Apparently, the ‘complication’ was the fact that after the Civil War hundreds of leading republicans, who continued to reject the new State, had been blacklisted for public appointments.
The reaction to this ‘complication’ should have been – tough luck lads, you backed the wrong horse now you have to suffer the consequences. But Fitzgerald writes that the Fianna Fail action was ‘understandable’.
We can see why Fitzgerald is so ‘understanding’ when we read the next chapter in the corrupting of Irish public life.
When Fine Gael came to power in 1948 it continued the Fianna Fail practice of making political appointments outside of the appointments commissions.
Fitzgerald tells us that this was an ‘unhappy’ development that was justified by Fine Gael at the time by what they saw as a need to balance Fianna Fáil appointments during the preceding 16 years.

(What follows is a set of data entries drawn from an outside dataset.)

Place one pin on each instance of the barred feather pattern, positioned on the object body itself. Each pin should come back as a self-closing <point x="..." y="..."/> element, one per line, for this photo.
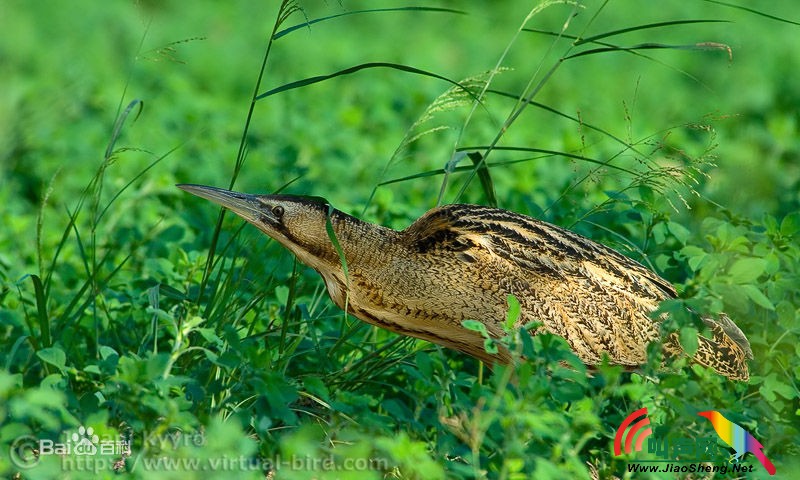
<point x="594" y="297"/>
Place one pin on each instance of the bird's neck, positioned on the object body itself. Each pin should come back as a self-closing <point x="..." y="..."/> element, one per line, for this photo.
<point x="364" y="244"/>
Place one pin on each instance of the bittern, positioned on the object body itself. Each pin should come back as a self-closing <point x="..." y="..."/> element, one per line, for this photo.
<point x="461" y="262"/>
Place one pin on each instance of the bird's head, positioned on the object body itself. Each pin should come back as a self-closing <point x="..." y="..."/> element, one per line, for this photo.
<point x="299" y="223"/>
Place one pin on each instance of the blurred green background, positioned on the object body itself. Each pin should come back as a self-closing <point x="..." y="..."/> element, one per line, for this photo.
<point x="725" y="105"/>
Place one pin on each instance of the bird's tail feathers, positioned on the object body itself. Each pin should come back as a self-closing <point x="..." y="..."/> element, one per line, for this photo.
<point x="727" y="352"/>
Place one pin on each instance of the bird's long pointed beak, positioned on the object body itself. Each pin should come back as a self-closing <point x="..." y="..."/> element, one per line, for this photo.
<point x="245" y="205"/>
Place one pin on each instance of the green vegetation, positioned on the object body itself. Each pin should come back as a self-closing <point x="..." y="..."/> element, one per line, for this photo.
<point x="126" y="306"/>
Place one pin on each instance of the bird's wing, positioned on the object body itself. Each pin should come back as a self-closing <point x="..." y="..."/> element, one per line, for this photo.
<point x="535" y="246"/>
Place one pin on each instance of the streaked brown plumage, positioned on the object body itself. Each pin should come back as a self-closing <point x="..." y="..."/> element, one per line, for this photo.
<point x="460" y="262"/>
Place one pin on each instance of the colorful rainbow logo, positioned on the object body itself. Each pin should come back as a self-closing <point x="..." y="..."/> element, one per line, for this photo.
<point x="738" y="438"/>
<point x="635" y="434"/>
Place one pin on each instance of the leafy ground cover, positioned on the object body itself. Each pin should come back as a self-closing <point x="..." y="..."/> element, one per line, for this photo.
<point x="136" y="313"/>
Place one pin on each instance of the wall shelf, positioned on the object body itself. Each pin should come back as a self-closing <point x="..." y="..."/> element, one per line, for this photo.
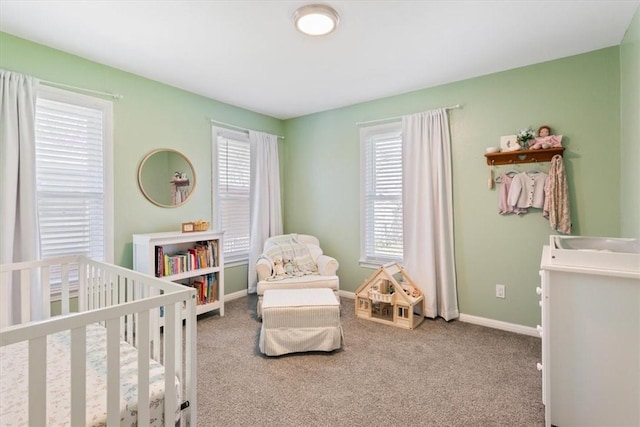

This is a mealy mouthed, pathetic excuse. Obviously, the reason Fine Gael continued this Tammany Hall scam was to reward and enrich its favoured members and supporters at taxpayer’s expense. In this respect Fitzgerald’s party is no better than the Fianna Fail.
Fitzgerald claims that when Taoiseach he made some attempt to control the abuse but admits:
We should, of course, have initiated legislation to control these abuses, but regrettably economic/financial pressures during the life of that government plus our involvement with Northern Ireland distracted us from thus institutionalising reform of appointments to State boards – a reform that would of course have involved a huge battle with Fianna Fáil under its then leader.
Again, this is just another mealy mouthed excuse for not having the courage to act in the interests of the citizens Fitzgerald allegedly represented.
A few senior civil servants assisted by some legal experts could have had a reform package on the table for Fitzgerald’s signature in months if not weeks.
Fitzgerald may have wanted to end the practice but he didn’t have the courage to challenge the by then deeply ingrained ‘entitlement’ culture of party hacks who expected reward for their services.
He ends the article with the hope that the opposition parties will commit themselves to reform of the appointments system and other abuses of public office.
Well, let’s see. The abuse of appointments to state boards began in 1932 and has been going on ever since with the active cooperation of all parties.
Fitzgerald was active in politics from 1965 until 1992 which included two periods as Taoiseach and in all that time, despite being aware of the abuse, he failed to take effective action.
Now, safely in retirement, he ‘courageously’ calls on others to do what he himself feared to do.